Lightning Network: The Basics
In the simplest terms, the Lightning Network is the off-chain scaling solution for Bitcoin which will enable bidirectional payment channels. What this means is that with Lightning Network, two users can choose to open a private Bitcoin transaction channel to exchange Bitcoins among themselves without consulting the main blockchain. In order to open a channel, both parties have to make one on-chain transaction declaring the amount that will be exchanged on the channel. After that, they can choose to do as many transactions as they want until one of them decides to close the channel.

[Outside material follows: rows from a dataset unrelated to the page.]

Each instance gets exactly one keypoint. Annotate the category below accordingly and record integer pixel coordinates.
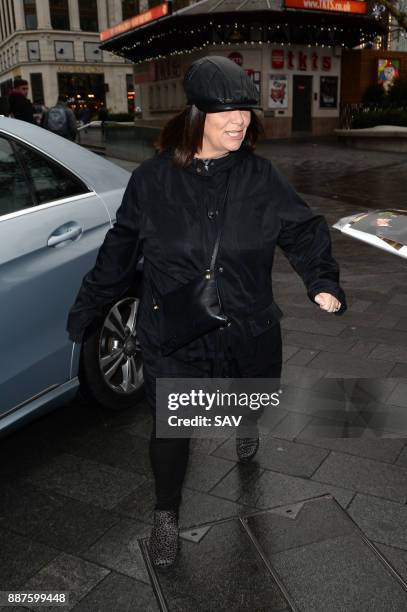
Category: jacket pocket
(261, 321)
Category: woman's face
(224, 131)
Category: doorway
(302, 100)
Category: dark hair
(18, 82)
(184, 133)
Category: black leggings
(169, 456)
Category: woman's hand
(327, 302)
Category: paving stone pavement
(76, 485)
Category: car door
(51, 227)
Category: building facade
(54, 45)
(292, 49)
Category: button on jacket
(170, 215)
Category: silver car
(57, 201)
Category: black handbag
(194, 309)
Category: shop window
(130, 8)
(59, 14)
(328, 92)
(130, 93)
(88, 15)
(92, 52)
(64, 50)
(33, 50)
(151, 97)
(30, 15)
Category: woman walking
(207, 207)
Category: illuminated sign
(341, 6)
(161, 10)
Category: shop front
(293, 56)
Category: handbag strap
(220, 228)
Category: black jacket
(169, 215)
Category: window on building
(33, 49)
(64, 50)
(92, 52)
(130, 8)
(37, 88)
(88, 15)
(59, 14)
(14, 192)
(30, 15)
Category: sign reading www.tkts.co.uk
(342, 6)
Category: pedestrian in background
(61, 120)
(20, 107)
(206, 182)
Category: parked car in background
(57, 201)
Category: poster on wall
(278, 91)
(328, 92)
(388, 70)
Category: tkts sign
(300, 60)
(340, 6)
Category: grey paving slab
(195, 508)
(313, 520)
(381, 520)
(119, 449)
(396, 557)
(301, 376)
(317, 342)
(353, 365)
(281, 455)
(386, 417)
(326, 328)
(85, 480)
(119, 550)
(302, 357)
(204, 471)
(352, 439)
(387, 352)
(221, 572)
(117, 593)
(290, 426)
(339, 574)
(400, 298)
(398, 396)
(20, 558)
(364, 475)
(402, 458)
(399, 370)
(376, 334)
(238, 481)
(272, 489)
(69, 574)
(289, 351)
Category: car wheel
(111, 369)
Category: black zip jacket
(169, 215)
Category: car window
(50, 181)
(14, 192)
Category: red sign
(341, 6)
(300, 60)
(135, 22)
(236, 57)
(277, 58)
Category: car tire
(111, 370)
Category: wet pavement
(76, 486)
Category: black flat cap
(216, 84)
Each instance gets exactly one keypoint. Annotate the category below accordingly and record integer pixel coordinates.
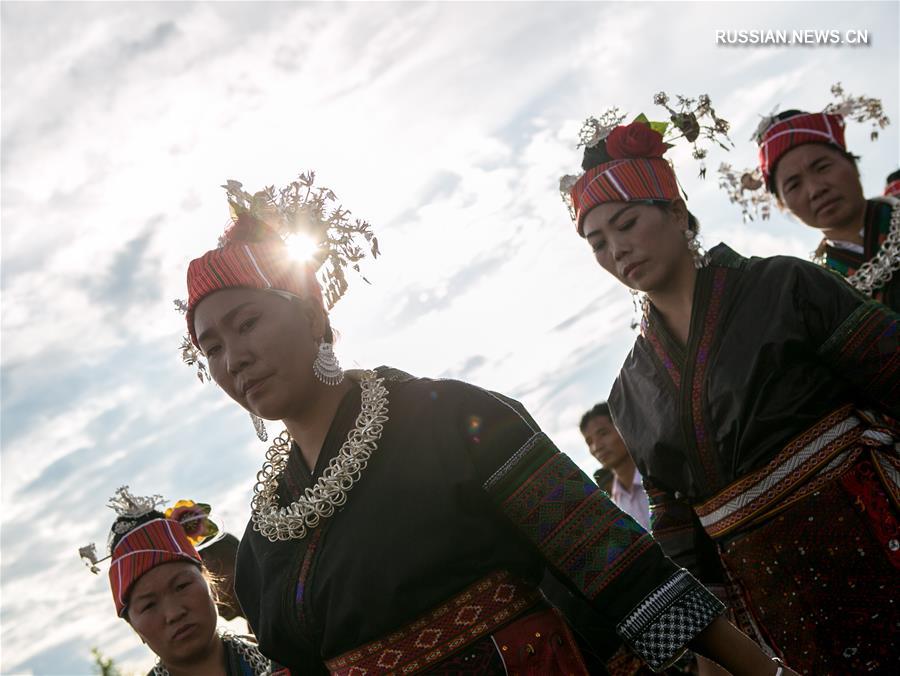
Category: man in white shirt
(607, 447)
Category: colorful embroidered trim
(661, 625)
(823, 452)
(664, 357)
(476, 612)
(888, 467)
(571, 521)
(625, 180)
(798, 130)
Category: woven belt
(811, 460)
(465, 618)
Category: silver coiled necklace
(319, 501)
(257, 661)
(878, 271)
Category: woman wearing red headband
(749, 403)
(400, 524)
(161, 588)
(805, 164)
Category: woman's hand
(731, 648)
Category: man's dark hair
(601, 409)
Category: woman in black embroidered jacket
(757, 404)
(403, 524)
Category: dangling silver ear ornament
(260, 426)
(701, 258)
(326, 366)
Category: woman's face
(820, 187)
(641, 245)
(170, 607)
(260, 348)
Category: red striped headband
(149, 545)
(798, 130)
(256, 265)
(623, 180)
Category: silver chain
(878, 271)
(330, 491)
(257, 661)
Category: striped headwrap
(258, 262)
(794, 131)
(623, 180)
(149, 545)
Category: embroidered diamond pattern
(504, 593)
(389, 658)
(668, 634)
(428, 638)
(468, 615)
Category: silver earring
(641, 307)
(701, 258)
(260, 426)
(326, 366)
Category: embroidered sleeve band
(571, 521)
(662, 624)
(865, 348)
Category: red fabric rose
(633, 141)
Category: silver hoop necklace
(878, 271)
(330, 492)
(250, 652)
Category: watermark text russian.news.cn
(807, 36)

After the channel is closed, the channel “settles” with the main Bitcoin blockchain and pay out the updated balances to both parties.

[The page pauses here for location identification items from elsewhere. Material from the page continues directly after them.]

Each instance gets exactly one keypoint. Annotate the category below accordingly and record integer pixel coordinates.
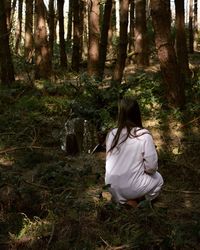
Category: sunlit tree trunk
(94, 34)
(42, 56)
(76, 36)
(51, 28)
(63, 56)
(19, 26)
(141, 42)
(14, 3)
(195, 24)
(69, 24)
(112, 28)
(6, 65)
(81, 27)
(123, 40)
(191, 29)
(160, 11)
(181, 45)
(131, 32)
(28, 42)
(8, 13)
(85, 30)
(104, 36)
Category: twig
(8, 150)
(51, 237)
(120, 247)
(184, 125)
(36, 185)
(106, 243)
(181, 191)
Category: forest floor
(50, 200)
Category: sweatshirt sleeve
(150, 155)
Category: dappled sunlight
(5, 162)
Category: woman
(131, 159)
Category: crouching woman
(131, 158)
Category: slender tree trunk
(141, 42)
(6, 65)
(85, 31)
(123, 40)
(170, 70)
(14, 3)
(76, 36)
(104, 37)
(181, 44)
(112, 28)
(196, 24)
(69, 24)
(28, 43)
(8, 13)
(63, 56)
(51, 28)
(19, 27)
(42, 56)
(191, 30)
(94, 34)
(132, 27)
(81, 27)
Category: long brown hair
(129, 117)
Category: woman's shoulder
(142, 132)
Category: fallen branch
(8, 150)
(36, 185)
(180, 191)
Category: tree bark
(141, 42)
(51, 28)
(42, 56)
(94, 35)
(160, 12)
(191, 28)
(6, 64)
(104, 37)
(28, 43)
(69, 25)
(132, 27)
(19, 27)
(63, 56)
(123, 40)
(76, 36)
(181, 44)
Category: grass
(49, 200)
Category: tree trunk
(94, 31)
(141, 42)
(132, 27)
(8, 8)
(104, 37)
(85, 31)
(123, 40)
(6, 65)
(81, 28)
(69, 25)
(181, 45)
(51, 28)
(19, 27)
(196, 24)
(76, 36)
(191, 30)
(42, 57)
(63, 56)
(170, 70)
(28, 43)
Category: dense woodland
(63, 67)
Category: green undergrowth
(49, 200)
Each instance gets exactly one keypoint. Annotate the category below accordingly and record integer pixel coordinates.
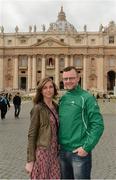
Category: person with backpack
(80, 127)
(4, 104)
(17, 104)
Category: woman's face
(48, 90)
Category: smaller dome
(62, 25)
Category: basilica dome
(61, 25)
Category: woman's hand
(29, 167)
(80, 151)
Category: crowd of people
(62, 135)
(5, 100)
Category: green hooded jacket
(81, 123)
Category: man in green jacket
(81, 126)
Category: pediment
(50, 42)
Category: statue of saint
(2, 29)
(85, 28)
(16, 29)
(35, 28)
(43, 28)
(30, 29)
(101, 28)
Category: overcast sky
(78, 12)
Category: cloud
(78, 12)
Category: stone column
(66, 61)
(1, 74)
(34, 72)
(115, 86)
(85, 72)
(29, 73)
(71, 60)
(43, 67)
(57, 71)
(15, 77)
(100, 73)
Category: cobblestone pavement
(13, 143)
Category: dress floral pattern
(46, 165)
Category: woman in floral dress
(42, 151)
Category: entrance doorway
(110, 80)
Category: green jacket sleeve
(95, 125)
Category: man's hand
(80, 151)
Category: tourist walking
(17, 104)
(4, 105)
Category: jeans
(74, 166)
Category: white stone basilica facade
(26, 57)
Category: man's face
(70, 79)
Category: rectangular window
(111, 39)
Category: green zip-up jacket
(81, 123)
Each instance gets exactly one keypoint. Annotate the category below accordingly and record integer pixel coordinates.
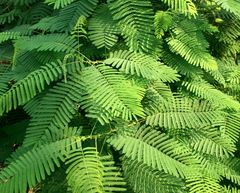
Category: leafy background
(119, 96)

Lightning Network: Advantages
According to the white paper on Lightning Network’s website, the new technology will enable the Bitcoin network to handle instant payments at a very low cost which could be the basis of a machine economy, which will be required by the Internet-of-Things enabled devices. Additionally, Lightning Network enables cross-chain atomic swaps off-chain instantly with other blockchains as long as they employ the same cryptographic hash function. These additions will allow for the Bitcoin network to scale exponentially to handle up to billions of transactions per second which is necessary to facilitate microtransactions in the machine economy and bring affordable Bitcoin transactions to the average user.
Since the Lightning Network transactions are handles off-chain, there is no record of those transactions on the main chain which is very useful in curtailing the Blockchain size. The current Bitcoin Blockchain is about 150 GB which is already huge and if it continues to grow at its current rate, Bitcoin’s centralized model is bound to suffer as independent node owners would have to shut down their devices leading bigger data centers to run massively centralized nodes.

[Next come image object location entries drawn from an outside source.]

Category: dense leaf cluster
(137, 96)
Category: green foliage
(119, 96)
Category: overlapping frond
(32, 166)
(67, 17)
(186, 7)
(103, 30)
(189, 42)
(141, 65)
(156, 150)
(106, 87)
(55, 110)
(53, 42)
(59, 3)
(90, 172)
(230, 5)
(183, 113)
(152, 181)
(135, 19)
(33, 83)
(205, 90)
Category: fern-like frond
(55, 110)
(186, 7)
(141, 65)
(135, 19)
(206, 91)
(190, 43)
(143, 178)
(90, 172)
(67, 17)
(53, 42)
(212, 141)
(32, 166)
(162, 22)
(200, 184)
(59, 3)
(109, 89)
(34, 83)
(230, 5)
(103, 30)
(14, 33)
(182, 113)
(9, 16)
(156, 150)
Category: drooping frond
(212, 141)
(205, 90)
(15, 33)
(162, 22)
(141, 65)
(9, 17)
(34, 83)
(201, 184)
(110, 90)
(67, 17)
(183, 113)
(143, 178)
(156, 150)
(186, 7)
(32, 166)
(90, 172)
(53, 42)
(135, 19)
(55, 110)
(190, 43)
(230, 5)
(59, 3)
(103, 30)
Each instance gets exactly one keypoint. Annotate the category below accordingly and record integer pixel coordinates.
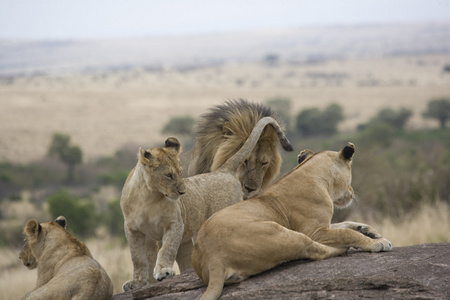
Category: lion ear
(145, 154)
(61, 221)
(173, 144)
(32, 228)
(348, 151)
(304, 154)
(226, 130)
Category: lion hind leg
(351, 238)
(287, 245)
(365, 229)
(216, 280)
(184, 256)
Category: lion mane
(221, 133)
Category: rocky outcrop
(416, 272)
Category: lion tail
(237, 159)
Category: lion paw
(382, 244)
(163, 273)
(368, 231)
(132, 284)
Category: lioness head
(338, 164)
(26, 255)
(162, 169)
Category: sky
(92, 19)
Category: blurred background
(84, 84)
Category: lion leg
(184, 256)
(365, 229)
(346, 238)
(252, 249)
(215, 281)
(136, 242)
(167, 254)
(152, 247)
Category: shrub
(312, 121)
(80, 213)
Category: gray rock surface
(415, 272)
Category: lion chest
(153, 218)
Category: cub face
(162, 169)
(36, 232)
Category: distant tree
(114, 218)
(438, 109)
(282, 107)
(68, 154)
(80, 214)
(389, 117)
(313, 121)
(180, 125)
(271, 59)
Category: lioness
(289, 221)
(153, 214)
(222, 132)
(66, 269)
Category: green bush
(314, 122)
(389, 117)
(80, 213)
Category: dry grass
(104, 111)
(429, 225)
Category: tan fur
(160, 228)
(26, 257)
(223, 131)
(289, 221)
(66, 268)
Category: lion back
(223, 131)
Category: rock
(415, 272)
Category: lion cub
(66, 268)
(159, 227)
(289, 221)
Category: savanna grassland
(109, 112)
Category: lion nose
(249, 189)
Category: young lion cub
(289, 221)
(159, 227)
(66, 269)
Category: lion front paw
(368, 231)
(382, 244)
(163, 273)
(132, 284)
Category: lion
(222, 132)
(289, 221)
(26, 257)
(159, 227)
(66, 268)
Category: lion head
(337, 164)
(223, 131)
(161, 169)
(26, 256)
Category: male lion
(289, 221)
(156, 224)
(223, 131)
(66, 268)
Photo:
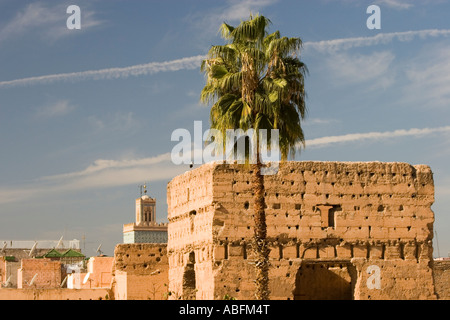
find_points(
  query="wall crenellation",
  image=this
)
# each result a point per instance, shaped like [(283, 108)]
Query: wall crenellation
[(353, 213)]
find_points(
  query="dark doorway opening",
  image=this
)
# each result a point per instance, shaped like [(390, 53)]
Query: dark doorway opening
[(322, 280), (189, 282)]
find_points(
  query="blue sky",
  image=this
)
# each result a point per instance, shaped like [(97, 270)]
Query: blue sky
[(86, 115)]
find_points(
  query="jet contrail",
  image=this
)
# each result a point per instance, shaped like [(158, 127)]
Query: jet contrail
[(111, 73), (189, 63)]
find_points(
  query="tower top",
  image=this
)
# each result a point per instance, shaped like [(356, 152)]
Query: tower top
[(143, 189)]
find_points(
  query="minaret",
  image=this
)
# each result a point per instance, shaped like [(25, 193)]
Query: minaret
[(145, 210), (145, 229)]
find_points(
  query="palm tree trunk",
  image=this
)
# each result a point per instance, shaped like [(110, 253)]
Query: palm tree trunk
[(260, 235)]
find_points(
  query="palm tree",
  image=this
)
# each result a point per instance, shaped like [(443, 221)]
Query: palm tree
[(256, 81)]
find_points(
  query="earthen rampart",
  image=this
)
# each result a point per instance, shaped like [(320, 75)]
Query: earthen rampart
[(340, 217)]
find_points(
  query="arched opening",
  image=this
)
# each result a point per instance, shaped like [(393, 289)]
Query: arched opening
[(189, 283), (325, 281)]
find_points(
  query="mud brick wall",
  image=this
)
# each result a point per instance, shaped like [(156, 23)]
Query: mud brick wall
[(48, 274), (140, 271), (441, 271), (358, 213)]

Lightning Network: Challenges
The situation is not all roses for the future of Bitcoin as the Lightning Network comes with its own set of problems, the primary of which is the decentralization aspect of it which is under a lot of doubt. Since a payment channel works by having a certain amount of deposit in a bidirectional payment channel, in order for every user to become an active participant in a global decentralized mesh network where the network behaves similar to a Directed Acyclic Graph, every user would need to have 4 payments channel open on average.
If the users instead only have 1 channel open, the network topology will resemble that of a hub-and-spoke model which leads to a lot of centralization for big data centers, or in the case of Bitcoin, large exchanges, and miners. Also, since setting up a Lightning Network payment channel requires an on chain transaction per channel, based on current network congestion statistics, it could take several months or even years for about 100,000,000 users to set up 4 payment channels each. According to the discussion on the official Bitcoin subreddit regarding Lightning Networks and decentralization, users came up with estimates that imply that for approximately 100,000,000 users to be part of the truly decentralized lightning network which lets them exchange $100, would require about 100,000,000 X 4 X $100 = $40,000,000,000 committed to open channels which based on current usage patterns seems unlikely.
To summarize, Lightning Network is the most advanced scaling solution that is coming to Bitcoin but whether it will increase or decrease overall centralization would depend on a number of factors like the number of people who are connected to the open channels and the influence of centralized exchanges and miners. Another possible solution to the centralization problem could be provided by cross-chain atomic sweeps which could be useful in creating on chain records of Bitcoin’s open channels. Since main use of Lightning Network is in exchanging signatures, it can also be used for exchanging signatures to contracts published on more than one blockchain at a time. This allows for multiple blockchains to be hyperlinked to one another which is where the true power of Lightning Network lies.